When asked If I offer out the phrase living a good life, what comes up for you? by Jonathan Fields on the pod The Good Life Project, Mitch Albom answers brilliantly.

Make sure it involves others, he said. Not sure that you can, you know, ever live a really good life if you’re not doing things for other people, if you don’t make helping other people or lifting other people a central part of your life. 

Mitch Albom is the author of Tuesdays with Morrie, a book I read a loooong time ago. I might have read some other book of his as well, not sure though. Mitch Albom hasn’t been top of mind, that’s for sure. But then, saw him featured on a recept episode of GLP, and clicked Play. And baaaam – I was hooked! By his gentle and thoughtful approach to life. By the example he’s setting, how he walks his talk. For real – at least what I can tell from this conversation. So I listened, and – yet again, it happens now and then – immediately pressed Play once I got to the end.

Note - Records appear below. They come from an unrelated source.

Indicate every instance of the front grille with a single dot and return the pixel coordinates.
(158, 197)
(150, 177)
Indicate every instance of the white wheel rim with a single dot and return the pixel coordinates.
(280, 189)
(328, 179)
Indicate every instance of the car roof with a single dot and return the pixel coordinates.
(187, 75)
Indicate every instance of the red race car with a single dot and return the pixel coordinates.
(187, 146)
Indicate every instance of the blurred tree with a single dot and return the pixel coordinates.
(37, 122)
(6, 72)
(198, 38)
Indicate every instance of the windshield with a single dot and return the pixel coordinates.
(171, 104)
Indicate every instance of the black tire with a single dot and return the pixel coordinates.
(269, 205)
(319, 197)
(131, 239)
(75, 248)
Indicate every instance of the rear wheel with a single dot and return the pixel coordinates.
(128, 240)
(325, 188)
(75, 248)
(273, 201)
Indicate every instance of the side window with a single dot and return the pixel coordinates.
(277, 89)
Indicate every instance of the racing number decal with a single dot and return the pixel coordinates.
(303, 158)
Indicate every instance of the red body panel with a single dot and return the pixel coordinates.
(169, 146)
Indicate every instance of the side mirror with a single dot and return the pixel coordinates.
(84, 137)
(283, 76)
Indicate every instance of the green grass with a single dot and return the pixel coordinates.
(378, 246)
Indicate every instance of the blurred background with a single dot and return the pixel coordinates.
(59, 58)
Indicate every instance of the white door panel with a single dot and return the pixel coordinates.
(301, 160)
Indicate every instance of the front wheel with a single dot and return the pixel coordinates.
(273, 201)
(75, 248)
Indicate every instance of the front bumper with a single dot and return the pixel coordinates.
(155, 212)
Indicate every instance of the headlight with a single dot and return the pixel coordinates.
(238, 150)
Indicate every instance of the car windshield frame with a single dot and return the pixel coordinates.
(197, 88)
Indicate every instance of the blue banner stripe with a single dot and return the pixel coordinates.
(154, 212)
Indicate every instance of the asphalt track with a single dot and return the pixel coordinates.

Well worth a second round of listening, and I might very well take Mitch on once more, for that matter.

At the end, he quotes his latest book, The next person you meet in heavenThe end of loneliness is when you realize how much need there is in the world, and how if you give to others in need, your loneliness goes away.

That sentence…Something about it makes me pause. Reflect. Upon my own feelings of loneliness. Of the loneliness I perceive in others around me, and the suffering I pick up from them, due to it. All in vain? I mean… he’s right, isn’t? Mitch, I mean? That if I truly realized how much there is to just dig into – there is no shortage what-so-ever of places, people, projects to get engaged in – I could have the busiest and most jam-packed action-filled life ever. If that’s what I aimed for. That is a choice available to me. And to you.

Listen to the pod. It’s worth an hour (or two. Or three…).